Some time ago I wrote a critical blog post about some commercial handpan brands. I received a comment on the website, but since the commenting function of my site appears to broken, I decided to take all the comments down. However, I wanted to share a comment that I got from a player called Tokhi.
“Hello dear handpan friend and brother ?
I would like to response. You said that you never played a handpan from Meinl (Harmonic Art) – so why the judging? I can understand, that you dont have to like the price from Thomann, but it depends on each and only buyer, to consider the price and the quality of the instrument.
I play Harmonic Art – Harmonic Sculptures for many years, I am professional percussion player, I use them in studio, recording sessions, for TV commercials and so on. And I would proudly recommend them. I will have 4 pieces at home now, and against other handpans I played before – the sound is strong and very clean, with lot of aliquotes, people and producers just love it. The steel is beeautiful, I didnt have to retune once – and I use them almost every day, at least for practice sessions….
And I dont have problem to order them from Colombia and pay the shipping costs, or take them from Germany and pay the same to Thomann, but have it faster, without boring paper stuff and immediately without waiting. My choice, my happines.
I really love it and just wanted to response to all the guys, who will read this.
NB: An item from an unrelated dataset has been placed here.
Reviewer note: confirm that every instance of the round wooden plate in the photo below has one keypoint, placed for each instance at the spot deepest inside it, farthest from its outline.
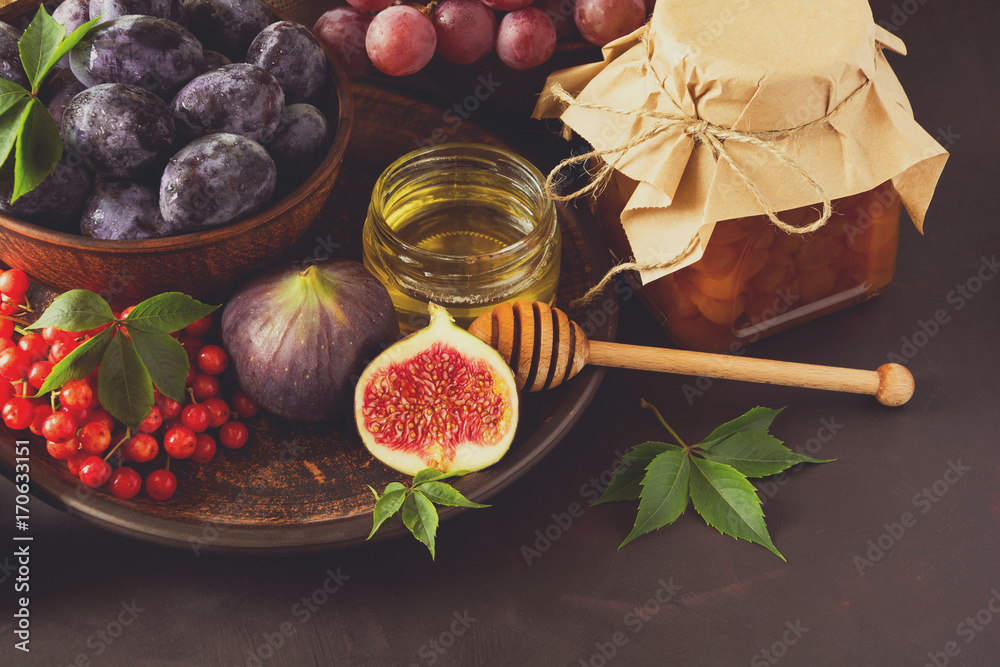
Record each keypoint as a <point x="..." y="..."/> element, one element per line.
<point x="301" y="488"/>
You should play them first :-))
https://www.youtube.com/watch?v=RNX-8DNwMMw”
Although I would still be cautious about buying an instrument from Meinl/Harmonic Art or especially Terre, I admit that he’s got a point: everyone should play instrument first before judging or making a decision to buy one. Sometimes even a well known builder makes an instrument that doesn’t work well for the player.
The reason why I’ve been critical towards Meinl/Harmonic Art is that none of the videos or sound samples I’ve heard have made a really good impression. I don’t want to be too harsh, they sound relatively nice and seem to be tuned pretty well. However, the timbre of the sound is not very refined. The tuning of a handpan is a very complex art and it is one thing to get all the partials in tune and stable and another thing to really work on the timbre and dynamics. If fine tuning is what the tuner does last before the instrument leaves his hands, this sculpting of sonic qualities happens much earlier and could be referred to as deep tuning. It is more about the overall architecture of the instrument and how the material is worked and treated.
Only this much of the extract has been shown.